Ahora bien, ya disponemos de toda la tecnología que necesitamos para empezar a reducir las emisiones mediante la reducción del consumo. Sólo con que mantengamos la demanda de electricidad al mismo nivel que está ahora, podemos restar un megavatio alimentado por carbón cada vez que añadimos un megavatio alimentado por energía eólica. Y con una red más inteligente, códigos verdes de edificación y normas estrictas de eficacia energética podemos hacer algo más que mantenerla en el mismo nivel. Al Gore tiene un plan bastante convincente para lograr una energía sin emisiones antes de 2020; prevé una disminución del 28% en la demanda gracias a la eficacia energética y al incremento del suministro procedente de la energía eólica, la solar y la geotérmica. Pero ni siquiera tenemos que reducir nuestro uso de combustibles fósiles a cero. Sólo tenemos que usar menos.
Si a alguien se le ocurre una idea mejor de aquí a 2020, ¡estupendo! Por ahora, debemos centrarnos en las soluciones que nos proporcionen la mejor ratio entre dinero y emisiones.

 

“Al final, tendremos que cambiar de conducta para defender el planeta”
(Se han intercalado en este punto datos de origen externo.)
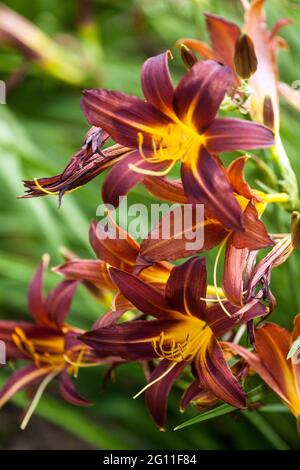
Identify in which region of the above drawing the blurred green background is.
[0,0,300,449]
Probablemente. Hoy en día es políticamente incorrecto sugerir que, para defender el medio ambiente, haya que hacer el menor ajuste en nuestra forma de vida, pero dejémoslo claro: Jimmy Carter tenía razón. No pasa nada por bajar un poco la calefacción y ponerse un jersey. La eficacia energética es un fármaco milagroso, pero la conservación es todavía mejor; un Prius ahorra gasolina, pero aparcado en casa porque nos hemos ido en bici no gasta nada. Hasta las secadoras más eficaces gastan más que la cuerda de tender la ropa.
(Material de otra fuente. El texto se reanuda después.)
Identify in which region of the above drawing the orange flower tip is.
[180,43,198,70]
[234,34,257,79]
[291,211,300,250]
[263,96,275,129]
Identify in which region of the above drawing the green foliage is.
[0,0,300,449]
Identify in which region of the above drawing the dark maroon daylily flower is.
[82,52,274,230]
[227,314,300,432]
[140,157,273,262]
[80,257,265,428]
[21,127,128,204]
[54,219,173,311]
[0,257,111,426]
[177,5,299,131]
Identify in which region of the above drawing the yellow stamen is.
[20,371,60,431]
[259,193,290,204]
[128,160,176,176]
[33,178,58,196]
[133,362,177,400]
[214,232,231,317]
Hacer cosas con menos será un buen principio, pero, para reducir un 80% las emisiones, los países desarrollados tendrán que hacer menos cosas con menos. Quizá tengamos que desenchufar unos cuantos marcos digitales de fotos, hacer teleconferencias en vez de viajes de negocios y no emplear tanto el aire acondicionado. Si esa es una verdad incómoda, pues es menos incómoda que los billones de euros que cuestan los nuevos reactores, la dependencia perpetua de petroEstados hostiles o un planeta recalentado.
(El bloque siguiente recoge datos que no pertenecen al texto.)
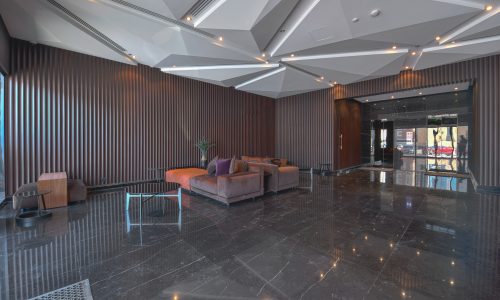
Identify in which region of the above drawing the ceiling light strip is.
[193,0,226,27]
[422,35,500,52]
[281,48,410,61]
[234,67,286,90]
[434,0,484,9]
[161,64,279,72]
[439,8,500,45]
[269,0,320,56]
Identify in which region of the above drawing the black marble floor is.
[0,171,500,300]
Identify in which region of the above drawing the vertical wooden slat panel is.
[5,40,275,194]
[276,55,500,187]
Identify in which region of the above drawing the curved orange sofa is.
[165,168,208,191]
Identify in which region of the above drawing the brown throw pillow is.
[229,157,248,174]
[207,155,219,176]
[229,156,236,174]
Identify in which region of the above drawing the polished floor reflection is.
[0,171,500,300]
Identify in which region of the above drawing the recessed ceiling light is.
[370,9,381,18]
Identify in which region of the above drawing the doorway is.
[370,120,394,168]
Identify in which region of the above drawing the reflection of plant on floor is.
[194,137,215,162]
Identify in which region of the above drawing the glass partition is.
[362,90,472,173]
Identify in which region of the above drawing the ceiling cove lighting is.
[437,7,500,44]
[234,67,286,90]
[193,0,226,27]
[161,64,279,72]
[422,35,500,52]
[281,49,409,61]
[269,0,320,56]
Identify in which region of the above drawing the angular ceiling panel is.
[162,64,278,87]
[271,0,482,55]
[59,0,256,67]
[236,67,330,98]
[415,36,500,70]
[0,0,134,64]
[283,49,408,84]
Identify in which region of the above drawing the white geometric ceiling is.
[0,0,500,98]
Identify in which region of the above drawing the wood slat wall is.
[0,15,10,74]
[5,40,275,194]
[276,55,500,187]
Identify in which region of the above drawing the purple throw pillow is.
[215,158,231,176]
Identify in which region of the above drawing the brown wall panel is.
[5,40,275,194]
[276,55,500,186]
[0,15,10,74]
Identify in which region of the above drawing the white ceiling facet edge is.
[161,64,279,87]
[354,82,471,103]
[235,66,330,99]
[269,0,483,56]
[414,36,500,70]
[281,48,409,84]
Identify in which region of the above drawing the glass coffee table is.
[125,182,182,244]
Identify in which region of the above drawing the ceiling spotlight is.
[370,9,381,18]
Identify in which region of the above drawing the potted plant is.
[194,137,215,168]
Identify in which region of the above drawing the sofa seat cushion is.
[278,166,299,186]
[165,168,208,190]
[190,175,217,195]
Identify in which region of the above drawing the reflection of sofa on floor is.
[241,156,299,193]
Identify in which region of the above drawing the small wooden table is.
[37,172,68,208]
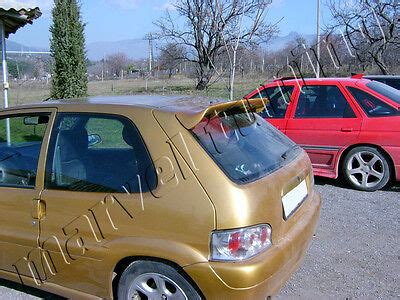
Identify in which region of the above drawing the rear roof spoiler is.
[176,98,268,129]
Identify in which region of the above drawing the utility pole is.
[316,0,321,78]
[0,20,11,145]
[146,33,154,74]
Al fin y al cabo, los países en vías de desarrollo tienen derecho a desarrollarse. Sus habitantes están, como es comprensible, deseosos de comer más carne, tener más coches y vivir en mejores casas. No parece justo que los países desarrollados digan: haced lo que decimos, no lo que hicimos nosotros. Pero si los países en vías de desarrollo siguen el mismo camino que los países desarrollados hacia la prosperidad, en la Tierra que compartimos no podrá haber sitio para todos. Así que no tenemos más remedio que cambiar nuestra conducta. Entonces, al menos, podremos decir: haced lo que hacemos ahora, no lo que hacíamos antes.